Bhubaneshwar, Aug 11(UNI) Unabated human interference in the form of mining, farming, industries and urbanisation in Odisha’s elephant landscape has virtually ravaged the traditional habitat corridors of heritage animals, bringing them into frequent conflict with humans.

Of human origin, obstacles like irrigation canals, railway lines and highways meandering through their habitats and traditional migratory paths are hindering the giant animals’ migration and movement for food.

All these factors have contributed towards the straying of elephants to places of human habitation, triggering man-elephant conflict, pointed out Biswajit Mohanty, a conservationist.

Humans getting killed due to elephant attacks and fatalities from pachyderms are occurring in the state at alarming frequency as measures to arrest the trend are found wanting, he alleged.

Odisha elephants have been prized as war elephants since ancient times, from Mahabharata to the Mughal era; they were even exported to South East Asia. However, the state has now turned into a gruesome graveyard for pachyderms for 10 years, he charged.

The state is currently home to 2098 elephants as per the latest census of these animals, while in 1979 there were 2044 elephants, mostly confined to rich forested districts like Mayurbhanj, Keonjhar, Sambalpur, Angul, Sundargarh and Cuttack.

However, the elephant population has become stagnant though the elephants have scattered across 24 districts.
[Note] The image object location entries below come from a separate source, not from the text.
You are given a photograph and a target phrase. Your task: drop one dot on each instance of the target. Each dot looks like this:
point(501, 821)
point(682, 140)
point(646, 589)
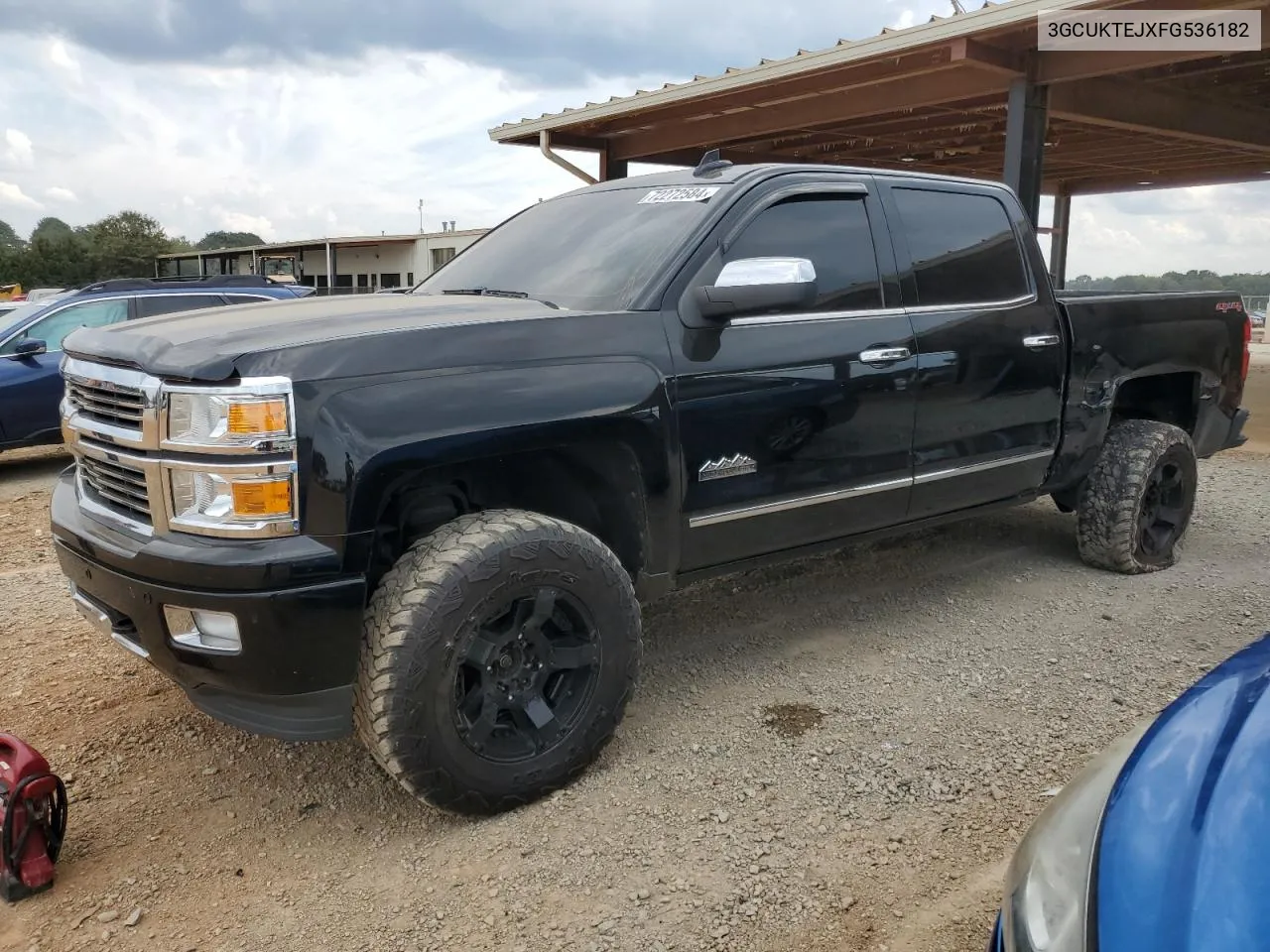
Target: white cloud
point(13, 195)
point(295, 151)
point(18, 150)
point(238, 221)
point(62, 58)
The elephants originally from neighboring Jharkhand and West Bengal migrate to Odisha. In the process, they also get counted as the state’s elephants during the census.

Keonjhar division, which was once a rich and safe habitat, has lost most of its elephants to large-scale mining with many migrating outside forever, while Dhenkanal district, which had 81 elephants in 2002, had as many as 239 in 2024, he said.

At present, Dhenkanal is a hot bed of conflict as elephants get driven away relentlessly while the local youth chase and harass them. The highly stressed and angry elephants retaliate and kill humans.

The tolerance from both sides is on the edge, with angry farmers refusing to tolerate huge crops and human lives anymore.

They regularly charge wire fences with main line power to save crops, thereby killing them, he pointed out.

The Hindol Range of Dhenkanal witnesses more Human Elephant Conflict than any other landscape in India. A web of crude solar-powered fences, numerous live wire poaching contraptions, live wire crop fences, dangerously deep stone quarry pits and night-long blasting has turned the area into a veritable death trap.

Besides, Angul is turning into the world’s largest colliery, leaving little space for the elephants. In 2023, 15 people were killed in the Bantala Range alone, while six elephants were electrocuted in the last three years. These elephants were driven out from Chhendipada and Talcher due to vast coal mine pits amidst prime elephant habitat.

Furthermore, 60 odd elephants from Chandaka sanctuary near Bhubaneswar disturbed by development activities around the sanctuary, migrated to Ganjam and Cuttack areas years ago.

A group of 15 to 16 elephants from Chandaka which stayed put in Ganjam’s Rambha area for about 4 to 5 years has been completely wiped out by electrocutions, road accidents and train kills.

Another group of 15–16 elephants were holed up in Ganjam’s Khallikote range, but their number has halved now. Some Chandaka elephants entered Puri district, where they were never seen in the past, resulting in severe conflict in which several lives have been lost on both sides.

A larger group of 25 Chandaka elephants which migrated to Cuttack district has now been reduced to less than 20 and is moving around in small patches of forests in the Athagarh and Khuntuni ranges.

A large extended elephant family of nearly 60 is now reduced to only about 35 animals; the herd is now broken up into smaller isolated groups which have no future.

Alleging that there is a near collapse in elephant protection due to zero accountability of forest officers, Mohanty said only guards and foresters are suspended for a few months and then reinstated.

“Not a single forest officer has been dismissed from service for miserable failure to save elephants. “Unless there is fixing of accountability from top level downwards; unless the Forest Minister reviews protection every month and involves independent conservationists, Odisha will continue to earn the dubious distinction of being India’s elephant graveyard”, he charged.